I arrived at the ferry terminal of Sakaiminato before sunset. The ferry departing here sails to Donghae, Korea and Vladivostok, Russia. There used to be the other passenger ships from Yokohama, Niigata, and Toyama, Japan to some Russian cities, but now we can only take this ferry and the small ferry connecting Wakkanai, Japan to Sakhalin, Russia during summer. The grater part of overseas lines for passengers going to Korea, China and Taiwan have been abolished. Except for luxury liners, It is only for the people who have a lot of free time to take the trouble to take the ferry, in spite of the fact that we can take LCC for cheap price nowadays. When I was talking with my friends about my journey, I often told them the reason I would take ferry “There is a dream on the sea…”, such an obscure answer. That’s because there is no special reason.
Although I could come here in a short time by taking plane, I had been dropping in various places in Japan to meet my friends. From Niigata, via Tokyo, Kawasaki, Kyoto, Okayama, Hiroshima, and Matsue, to here Sakaiminato. They are my colleague at previous job, friends who have got along with since I moved to Tokyo, classmate during studying in the Philippines, friends who used to belong to the same club in university, and a couple I met during on my trip. I haven’t seen some of them for years, but they willingly welcomed me. I have hardly thought these are last farewell, but there are less chances to meet our friends as we get older. I might not meet with them again especially for who lives far away from me if there are no special reasons.
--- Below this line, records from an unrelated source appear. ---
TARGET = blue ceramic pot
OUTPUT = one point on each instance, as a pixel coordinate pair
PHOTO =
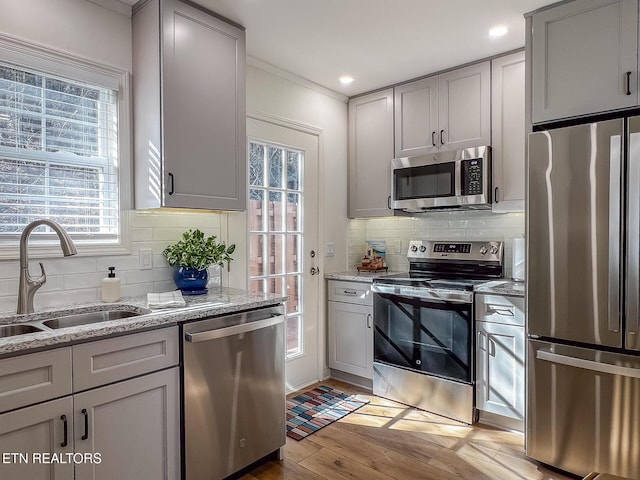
(191, 281)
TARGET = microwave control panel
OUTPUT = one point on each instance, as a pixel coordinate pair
(472, 177)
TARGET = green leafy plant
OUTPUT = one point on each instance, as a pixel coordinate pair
(197, 251)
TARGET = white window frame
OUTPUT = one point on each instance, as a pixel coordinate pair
(29, 55)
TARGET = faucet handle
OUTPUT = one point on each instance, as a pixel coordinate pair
(43, 276)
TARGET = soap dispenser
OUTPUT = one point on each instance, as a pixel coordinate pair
(111, 287)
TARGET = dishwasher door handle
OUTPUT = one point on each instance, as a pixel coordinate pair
(233, 330)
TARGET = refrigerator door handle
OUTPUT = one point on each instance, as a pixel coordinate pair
(633, 232)
(587, 364)
(614, 235)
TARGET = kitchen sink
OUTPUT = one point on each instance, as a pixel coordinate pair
(18, 329)
(87, 318)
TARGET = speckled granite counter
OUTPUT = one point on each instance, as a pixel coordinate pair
(502, 287)
(218, 301)
(355, 276)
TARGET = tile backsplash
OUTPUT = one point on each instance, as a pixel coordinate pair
(397, 231)
(77, 279)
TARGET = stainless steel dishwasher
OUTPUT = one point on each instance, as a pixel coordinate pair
(233, 391)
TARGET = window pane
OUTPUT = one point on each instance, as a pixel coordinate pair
(256, 164)
(294, 243)
(256, 210)
(256, 255)
(294, 335)
(256, 285)
(276, 254)
(275, 167)
(293, 290)
(276, 215)
(275, 285)
(293, 170)
(294, 209)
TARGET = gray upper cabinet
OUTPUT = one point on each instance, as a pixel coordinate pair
(447, 111)
(370, 154)
(189, 108)
(464, 107)
(416, 117)
(584, 58)
(508, 132)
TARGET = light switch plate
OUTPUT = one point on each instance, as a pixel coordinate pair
(146, 259)
(330, 249)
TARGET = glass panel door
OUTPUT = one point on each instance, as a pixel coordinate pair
(276, 230)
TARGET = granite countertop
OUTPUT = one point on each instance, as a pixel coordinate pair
(495, 287)
(218, 301)
(502, 287)
(355, 276)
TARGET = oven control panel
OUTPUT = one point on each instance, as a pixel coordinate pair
(484, 251)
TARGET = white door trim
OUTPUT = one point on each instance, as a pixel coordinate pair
(322, 370)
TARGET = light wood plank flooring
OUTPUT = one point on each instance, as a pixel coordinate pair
(386, 440)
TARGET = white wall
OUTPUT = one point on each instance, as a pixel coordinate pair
(397, 231)
(273, 93)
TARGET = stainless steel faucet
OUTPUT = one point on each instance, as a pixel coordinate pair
(28, 285)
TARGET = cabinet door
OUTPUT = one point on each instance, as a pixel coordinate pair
(134, 425)
(500, 369)
(507, 131)
(582, 53)
(33, 431)
(464, 108)
(416, 117)
(204, 113)
(370, 154)
(351, 338)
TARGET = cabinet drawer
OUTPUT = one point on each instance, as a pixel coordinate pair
(350, 292)
(499, 309)
(34, 378)
(115, 359)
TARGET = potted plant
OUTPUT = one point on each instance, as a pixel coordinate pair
(191, 256)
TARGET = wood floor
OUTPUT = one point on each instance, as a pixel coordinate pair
(385, 440)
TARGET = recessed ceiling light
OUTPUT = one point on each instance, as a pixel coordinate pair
(498, 31)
When we were having a good time with alcohol drinks, I was a bit sentimental because I felt as if I was playing back my life.
One of them is going to get married, the others have their family with their child, are going abroad to get a chance for their business and struggle to achieve their goals in their jobs or communities. They are living in the present for their future. Contrary to them, I’m turning into a side road looking unclear destination. All of them said to me “You did make a big decision!”, but it is probably not crucial for my life. It is also ideal that we will be working until the retirement age and spending peaceful life. I wonder that what’s important for our life is to live hard as I can convince myself that the decision is not wrong.
As the sailing time was coming, many passengers have come to the deck and looked the Japan sea being gradually painted red. All I heard was tones of Korean and Russian. We didn't know each other, but I was feeling a sense of unity. This ferry has sailed for Donghae at the scheduled time 7PM. Someone who I don’t know is waving to someone who I don’t know. I did it too like them in my mind. See you someday, hopefully.